While both stories focus on the adolescents, there is an adult storyline as well.  Ginger is unable to have children of her own and her husband has been resistant to adopting.  In Velvet, she finds an outlet for her need to mother, a situation that Paul finds dangerous.  Ginger increasingly wants to extend Velvet’s stays with them and extends invitations for weekends and holidays.  Harry, now a part of the Wizard Ministry that has spent the last 19 years righting the wizarding world after the death of Voldemort and the defeat of the Death Eaters in book 7. As the play begins, he suddenly wakes up with his scar – the mark given to him by Voldemort which signaled Voldemort’s presence when it pained him – hurting.  Does this mean that the world’s worst wizard is back?  So far, (I am only halfway), these concerns are equal to Harry’s worries over Albus and their lack of a relationship.  He wants desperately to be a father that Albus loves, not unlike Ginger’s need for daughterly love from Velvet.

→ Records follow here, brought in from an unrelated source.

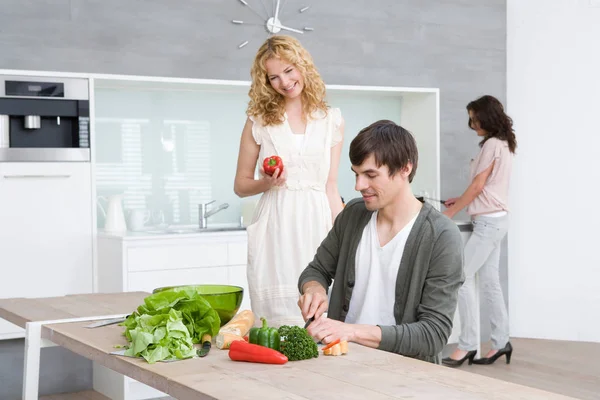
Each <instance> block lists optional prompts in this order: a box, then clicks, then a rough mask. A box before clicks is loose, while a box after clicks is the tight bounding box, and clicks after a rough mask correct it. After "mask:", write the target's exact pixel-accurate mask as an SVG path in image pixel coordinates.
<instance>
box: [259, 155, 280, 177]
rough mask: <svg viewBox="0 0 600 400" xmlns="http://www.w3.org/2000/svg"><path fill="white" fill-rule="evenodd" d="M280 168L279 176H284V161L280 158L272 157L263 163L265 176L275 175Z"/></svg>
mask: <svg viewBox="0 0 600 400" xmlns="http://www.w3.org/2000/svg"><path fill="white" fill-rule="evenodd" d="M277 168H279V176H281V174H283V161H282V160H281V157H279V156H271V157H267V158H265V160H264V161H263V169H264V170H265V174H267V175H273V174H274V173H275V170H276V169H277Z"/></svg>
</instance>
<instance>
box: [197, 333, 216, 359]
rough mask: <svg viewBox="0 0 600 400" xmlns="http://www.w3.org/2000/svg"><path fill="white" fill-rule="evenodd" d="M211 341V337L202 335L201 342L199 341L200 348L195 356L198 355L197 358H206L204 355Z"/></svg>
mask: <svg viewBox="0 0 600 400" xmlns="http://www.w3.org/2000/svg"><path fill="white" fill-rule="evenodd" d="M211 340H212V337H211V336H210V335H209V334H208V333H206V334H204V336H202V340H201V342H202V348H201V349H199V350H198V351H197V352H196V354H198V357H206V355H207V354H208V352H209V351H210V346H211Z"/></svg>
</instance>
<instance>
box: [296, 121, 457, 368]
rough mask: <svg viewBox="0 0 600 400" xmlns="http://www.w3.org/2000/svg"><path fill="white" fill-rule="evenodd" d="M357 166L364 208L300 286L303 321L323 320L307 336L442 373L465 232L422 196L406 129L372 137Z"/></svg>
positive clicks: (363, 147) (353, 161) (365, 143)
mask: <svg viewBox="0 0 600 400" xmlns="http://www.w3.org/2000/svg"><path fill="white" fill-rule="evenodd" d="M350 161H351V163H352V170H353V171H354V173H355V174H356V186H355V188H356V190H357V191H360V193H361V194H362V199H354V200H352V201H351V202H349V203H348V204H347V205H346V207H345V209H344V211H343V212H342V213H341V214H339V215H338V217H337V218H336V220H335V223H334V226H333V228H332V229H331V231H330V232H329V234H328V235H327V237H326V238H325V240H324V241H323V242H322V244H321V245H320V247H319V248H318V249H317V253H316V255H315V257H314V259H313V261H312V262H311V263H310V264H309V265H308V267H306V269H305V270H304V272H302V274H301V275H300V278H299V281H298V288H299V290H300V293H301V297H300V300H299V301H298V305H299V307H300V309H301V310H302V315H303V317H304V318H305V320H308V319H310V318H313V317H314V318H315V320H314V321H313V322H312V323H311V324H310V325H309V326H308V332H309V334H310V335H311V336H313V337H314V338H315V339H318V340H320V341H321V342H322V343H331V342H332V341H334V340H336V339H341V340H348V341H352V342H356V343H359V344H362V345H364V346H369V347H373V348H379V349H381V350H386V351H390V352H394V353H398V354H402V355H405V356H409V357H414V358H418V359H421V360H425V361H429V362H434V363H438V364H439V362H440V353H441V351H442V349H443V347H444V345H445V344H446V343H447V341H448V337H449V336H450V333H451V331H452V319H453V316H454V311H455V309H456V301H457V293H458V289H459V288H460V286H461V284H462V283H463V281H464V276H463V272H462V269H463V244H462V239H461V236H460V232H459V230H458V228H457V226H456V224H454V223H453V222H452V221H451V220H450V219H449V218H447V217H446V216H444V215H442V214H441V213H439V212H438V211H437V210H435V209H434V208H433V207H431V205H429V204H427V203H424V204H422V203H421V202H420V201H419V200H417V199H416V198H415V196H414V195H413V193H412V190H411V187H410V183H411V182H412V180H413V177H414V176H415V172H416V170H417V163H418V151H417V145H416V142H415V140H414V138H413V137H412V135H411V134H410V133H409V132H408V131H407V130H405V129H404V128H402V127H401V126H398V125H396V124H395V123H393V122H391V121H378V122H375V123H374V124H372V125H371V126H369V127H367V128H365V129H363V130H362V131H361V132H360V133H359V134H358V135H357V136H356V138H355V139H354V140H353V141H352V143H351V144H350ZM332 279H333V280H334V284H333V288H332V291H331V299H330V303H329V304H328V297H327V292H328V288H329V286H330V285H331V281H332ZM328 307H329V311H328V315H327V317H325V316H323V313H324V312H325V311H327V309H328Z"/></svg>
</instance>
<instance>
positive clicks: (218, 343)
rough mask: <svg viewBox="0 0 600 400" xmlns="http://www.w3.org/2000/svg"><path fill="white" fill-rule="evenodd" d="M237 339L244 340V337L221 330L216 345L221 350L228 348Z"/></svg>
mask: <svg viewBox="0 0 600 400" xmlns="http://www.w3.org/2000/svg"><path fill="white" fill-rule="evenodd" d="M236 340H244V338H243V337H241V336H238V335H235V334H233V333H220V332H219V334H218V335H217V337H216V338H215V346H217V348H218V349H221V350H224V349H228V348H229V346H231V343H233V342H235V341H236Z"/></svg>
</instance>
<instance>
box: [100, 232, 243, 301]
mask: <svg viewBox="0 0 600 400" xmlns="http://www.w3.org/2000/svg"><path fill="white" fill-rule="evenodd" d="M246 254H247V237H246V232H245V231H232V232H226V233H223V232H219V233H200V234H193V235H177V234H170V235H161V236H157V235H152V234H124V235H109V234H104V233H99V234H98V291H99V292H105V293H106V292H109V293H111V292H132V291H146V292H152V291H153V290H154V289H156V288H159V287H163V286H175V285H193V284H209V283H210V284H227V285H238V286H241V287H243V288H244V300H243V303H242V306H241V307H240V309H244V308H248V309H249V308H250V299H249V296H248V284H247V280H246V259H247V256H246Z"/></svg>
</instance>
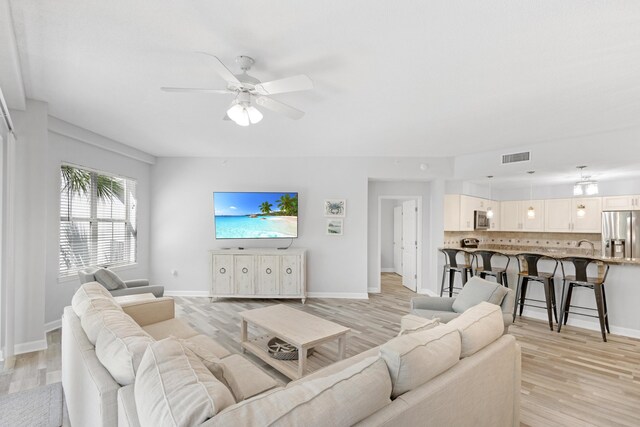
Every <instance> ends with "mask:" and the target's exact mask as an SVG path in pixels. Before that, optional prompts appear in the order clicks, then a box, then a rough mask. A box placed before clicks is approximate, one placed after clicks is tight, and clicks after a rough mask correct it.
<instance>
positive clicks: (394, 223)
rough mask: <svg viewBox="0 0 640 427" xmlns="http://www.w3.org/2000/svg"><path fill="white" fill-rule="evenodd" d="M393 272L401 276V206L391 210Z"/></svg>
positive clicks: (401, 210) (401, 224)
mask: <svg viewBox="0 0 640 427" xmlns="http://www.w3.org/2000/svg"><path fill="white" fill-rule="evenodd" d="M393 271H394V272H395V273H396V274H399V275H400V276H402V206H396V207H395V208H393Z"/></svg>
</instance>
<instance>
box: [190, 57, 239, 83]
mask: <svg viewBox="0 0 640 427" xmlns="http://www.w3.org/2000/svg"><path fill="white" fill-rule="evenodd" d="M198 53H201V54H203V55H207V56H210V57H212V58H213V59H214V61H213V68H214V69H215V70H216V72H217V73H218V74H220V77H222V78H223V79H225V80H226V81H228V82H233V83H236V84H239V85H242V83H241V82H240V80H238V78H237V77H236V76H234V75H233V73H232V72H231V71H229V69H228V68H227V67H226V66H225V65H224V64H223V63H222V61H220V59H219V58H218V57H217V56H215V55H211V54H210V53H207V52H198Z"/></svg>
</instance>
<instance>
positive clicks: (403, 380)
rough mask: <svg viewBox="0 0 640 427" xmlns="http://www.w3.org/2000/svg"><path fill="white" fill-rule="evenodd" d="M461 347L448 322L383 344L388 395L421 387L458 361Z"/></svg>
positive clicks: (399, 392)
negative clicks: (436, 326)
mask: <svg viewBox="0 0 640 427" xmlns="http://www.w3.org/2000/svg"><path fill="white" fill-rule="evenodd" d="M460 346H461V344H460V334H459V333H458V331H457V330H456V329H455V328H451V327H449V326H448V325H440V326H438V327H436V328H433V329H428V330H426V331H422V332H416V333H413V334H408V335H403V336H401V337H396V338H393V339H392V340H390V341H388V342H387V343H385V344H383V345H382V346H381V347H380V356H381V357H382V358H383V359H384V361H385V362H386V363H387V367H388V368H389V374H390V375H391V382H392V383H393V391H392V392H391V397H393V398H396V397H398V396H400V395H401V394H403V393H406V392H407V391H410V390H413V389H414V388H416V387H419V386H421V385H422V384H424V383H426V382H427V381H429V380H430V379H432V378H434V377H436V376H437V375H439V374H441V373H442V372H444V371H446V370H447V369H449V368H450V367H452V366H453V365H455V364H456V363H458V360H460Z"/></svg>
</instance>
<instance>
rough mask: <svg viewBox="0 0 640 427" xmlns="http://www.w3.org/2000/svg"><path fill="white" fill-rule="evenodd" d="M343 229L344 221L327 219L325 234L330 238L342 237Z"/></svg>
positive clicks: (336, 219)
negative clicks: (326, 232)
mask: <svg viewBox="0 0 640 427" xmlns="http://www.w3.org/2000/svg"><path fill="white" fill-rule="evenodd" d="M343 229H344V220H342V219H328V220H327V234H328V235H330V236H342V233H343Z"/></svg>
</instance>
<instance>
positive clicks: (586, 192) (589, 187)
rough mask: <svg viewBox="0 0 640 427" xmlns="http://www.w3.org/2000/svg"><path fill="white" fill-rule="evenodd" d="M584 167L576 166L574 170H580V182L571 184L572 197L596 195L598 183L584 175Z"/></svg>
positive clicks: (587, 176)
mask: <svg viewBox="0 0 640 427" xmlns="http://www.w3.org/2000/svg"><path fill="white" fill-rule="evenodd" d="M585 168H586V166H576V169H580V181H578V182H576V183H575V184H573V195H574V196H582V195H587V196H594V195H596V194H598V181H595V180H593V179H590V178H591V177H590V176H589V175H584V169H585Z"/></svg>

Both books speak to the universal desire to love and be loved.  If you are a Harry Potter fan, of course you will read the play, because you can’t stand not to, but I look forward to the production making its way to the States; only then will the story take on resonance.  The Mare, a far more nuanced work, explores the complexities of love, the divides of race and wealth and the relationship between frustration and cruelty.